A irrigação é descrita como parte do funcionamento do sistema, principalmente em contexto de sol forte e necessidade de manter regularidade de produção.
O produtor é visto operando na área e a conversa reforça que o sítio tem manejo ativo, com intervenção regular e acompanhamento do pomar.
Rua de plantio, sombra e decisão de não consorciar demais
Em um trecho, a largura entre uma rua e outra é observada como cerca de dois metros e meio, levantando a ideia de plantar algo no meio.
A resposta caminha para a cautela: “aumenta o trabalho”, “sai muito mato”, especialmente na época de chuva, e o consórcio nem sempre é recomendado dependendo da cultura.
A comparação aparece com o figo, onde a avaliação é que “não é bom plantar” outras coisas junto e “é melhor deixar ele mesmo”.
Tudo isso conversa com a realidade de manter goiabas gigantes sem perder o controle da área.
Outras culturas no mesmo sítio: abóbora de 28 kg, jiló e lavoura de figo
O sítio não vive só de goiaba.
No caminho, aparece uma abóbora de 28 kg, mostrada como fruto de área de composto e sol quente.
Há menção de venda de abóbora e ligação com fábrica de doce, indicando uma lógica de aproveitar canais de comercialização regionais.

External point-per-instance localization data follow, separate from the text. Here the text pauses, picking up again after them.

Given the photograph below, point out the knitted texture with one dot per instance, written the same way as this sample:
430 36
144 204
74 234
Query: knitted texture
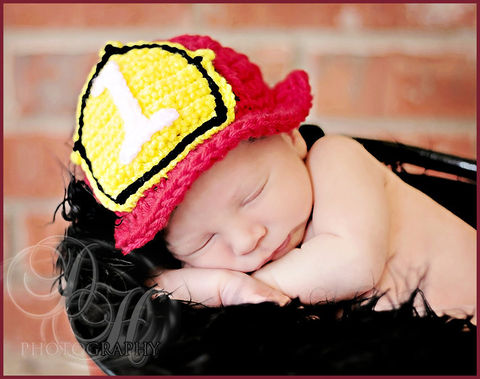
208 99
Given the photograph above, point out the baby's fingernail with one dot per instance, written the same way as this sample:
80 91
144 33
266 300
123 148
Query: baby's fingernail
283 300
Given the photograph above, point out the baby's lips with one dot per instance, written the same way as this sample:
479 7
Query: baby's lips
274 296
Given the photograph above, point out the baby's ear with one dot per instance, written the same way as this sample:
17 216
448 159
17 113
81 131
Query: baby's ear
298 143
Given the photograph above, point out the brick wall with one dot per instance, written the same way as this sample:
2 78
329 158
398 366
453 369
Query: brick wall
404 72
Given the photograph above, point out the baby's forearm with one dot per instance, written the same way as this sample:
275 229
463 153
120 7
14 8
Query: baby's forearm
327 267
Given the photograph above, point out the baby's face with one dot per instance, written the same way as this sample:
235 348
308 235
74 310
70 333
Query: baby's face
248 209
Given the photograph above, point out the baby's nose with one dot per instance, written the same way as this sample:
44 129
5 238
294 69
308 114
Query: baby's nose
247 239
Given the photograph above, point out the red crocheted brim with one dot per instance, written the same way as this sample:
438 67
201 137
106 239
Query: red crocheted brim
259 111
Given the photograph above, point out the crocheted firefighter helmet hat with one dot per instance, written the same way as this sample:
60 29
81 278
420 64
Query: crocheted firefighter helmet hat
153 116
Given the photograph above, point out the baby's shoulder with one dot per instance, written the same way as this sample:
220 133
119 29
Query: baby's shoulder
333 153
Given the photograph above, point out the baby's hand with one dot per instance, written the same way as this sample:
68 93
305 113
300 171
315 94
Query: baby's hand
216 287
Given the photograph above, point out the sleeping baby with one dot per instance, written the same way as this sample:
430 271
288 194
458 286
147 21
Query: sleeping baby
183 139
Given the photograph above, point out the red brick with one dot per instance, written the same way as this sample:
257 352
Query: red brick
42 237
50 84
411 16
97 15
395 85
423 86
270 15
29 318
367 16
33 165
275 60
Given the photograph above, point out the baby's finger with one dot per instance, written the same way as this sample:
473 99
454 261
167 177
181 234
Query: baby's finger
245 289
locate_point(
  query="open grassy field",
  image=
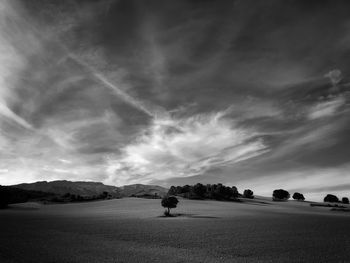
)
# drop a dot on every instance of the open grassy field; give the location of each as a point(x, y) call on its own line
point(132, 230)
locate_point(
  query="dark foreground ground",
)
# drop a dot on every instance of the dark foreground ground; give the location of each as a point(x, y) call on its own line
point(131, 230)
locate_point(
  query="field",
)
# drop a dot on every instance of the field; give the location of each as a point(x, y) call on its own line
point(133, 230)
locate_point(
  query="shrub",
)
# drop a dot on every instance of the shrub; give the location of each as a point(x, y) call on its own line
point(248, 194)
point(298, 196)
point(169, 202)
point(345, 200)
point(280, 195)
point(331, 198)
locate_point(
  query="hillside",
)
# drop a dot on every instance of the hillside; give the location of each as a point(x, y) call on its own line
point(93, 188)
point(78, 188)
point(140, 190)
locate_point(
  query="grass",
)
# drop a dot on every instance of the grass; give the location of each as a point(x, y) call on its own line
point(133, 230)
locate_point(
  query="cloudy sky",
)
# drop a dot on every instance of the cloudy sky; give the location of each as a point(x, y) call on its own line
point(248, 93)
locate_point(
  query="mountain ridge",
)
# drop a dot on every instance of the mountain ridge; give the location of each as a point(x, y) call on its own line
point(87, 188)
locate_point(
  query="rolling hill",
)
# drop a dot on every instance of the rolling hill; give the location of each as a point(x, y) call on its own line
point(82, 188)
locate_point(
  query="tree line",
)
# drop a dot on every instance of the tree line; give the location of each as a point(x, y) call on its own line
point(222, 192)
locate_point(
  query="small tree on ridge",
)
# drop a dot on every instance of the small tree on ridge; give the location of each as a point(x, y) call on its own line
point(169, 202)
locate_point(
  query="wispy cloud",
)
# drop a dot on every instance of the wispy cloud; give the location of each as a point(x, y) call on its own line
point(184, 147)
point(326, 108)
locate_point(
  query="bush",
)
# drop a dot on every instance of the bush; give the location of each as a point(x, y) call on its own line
point(298, 196)
point(248, 194)
point(345, 200)
point(331, 199)
point(280, 195)
point(169, 202)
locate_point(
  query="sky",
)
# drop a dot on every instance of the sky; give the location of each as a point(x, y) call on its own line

Para o ponto de colheita do figo, o critério citado é prático: tamanho e cor, pela experiência de quem “mexe com isso há muitos anos”.

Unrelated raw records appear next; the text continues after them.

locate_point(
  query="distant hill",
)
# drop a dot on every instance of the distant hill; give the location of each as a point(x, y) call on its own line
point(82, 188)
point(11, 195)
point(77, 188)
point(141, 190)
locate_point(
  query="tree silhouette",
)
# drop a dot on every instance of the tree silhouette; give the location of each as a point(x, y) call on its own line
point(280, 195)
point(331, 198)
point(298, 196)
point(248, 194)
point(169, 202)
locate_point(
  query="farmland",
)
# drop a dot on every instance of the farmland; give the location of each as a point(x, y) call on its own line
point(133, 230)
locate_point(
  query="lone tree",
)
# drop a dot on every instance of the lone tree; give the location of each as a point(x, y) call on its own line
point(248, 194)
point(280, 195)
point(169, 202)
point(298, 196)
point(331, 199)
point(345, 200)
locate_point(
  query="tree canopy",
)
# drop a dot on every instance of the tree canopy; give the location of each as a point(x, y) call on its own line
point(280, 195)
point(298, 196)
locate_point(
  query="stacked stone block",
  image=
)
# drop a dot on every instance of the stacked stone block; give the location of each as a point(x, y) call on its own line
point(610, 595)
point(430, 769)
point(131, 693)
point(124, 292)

Clima, mato e manutenção diária: roçadeira, chuva e perdas pontuais
A fala traz o peso da rotina.
A chuva é descrita como “solução” e “problema” ao mesmo tempo, porque ajuda mas faz crescer o mato, exigindo roçagem.
A roçadeira aparece como ferramenta na área, com o produtor roçando e mantendo a lavoura transitável.
No pano de fundo, as goiabas gigantes não aparecem como milagre agrícola, e sim como resultado de repetição diária de manejo.
Uma produção que sustenta a família e mantém clientela na região
Milton afirma que a renda vem do sítio e que “dá para viver”, justamente porque a goiaba sai o ano inteiro e há clientela.
Ele cita que “vende bem”, com compradores recorrentes e procura constante, além de saídas para doce.
A percepção do visitante é de que “não se vê goiaba assim” com frequência, sugerindo que o tamanho grande vira diferencial de mercado.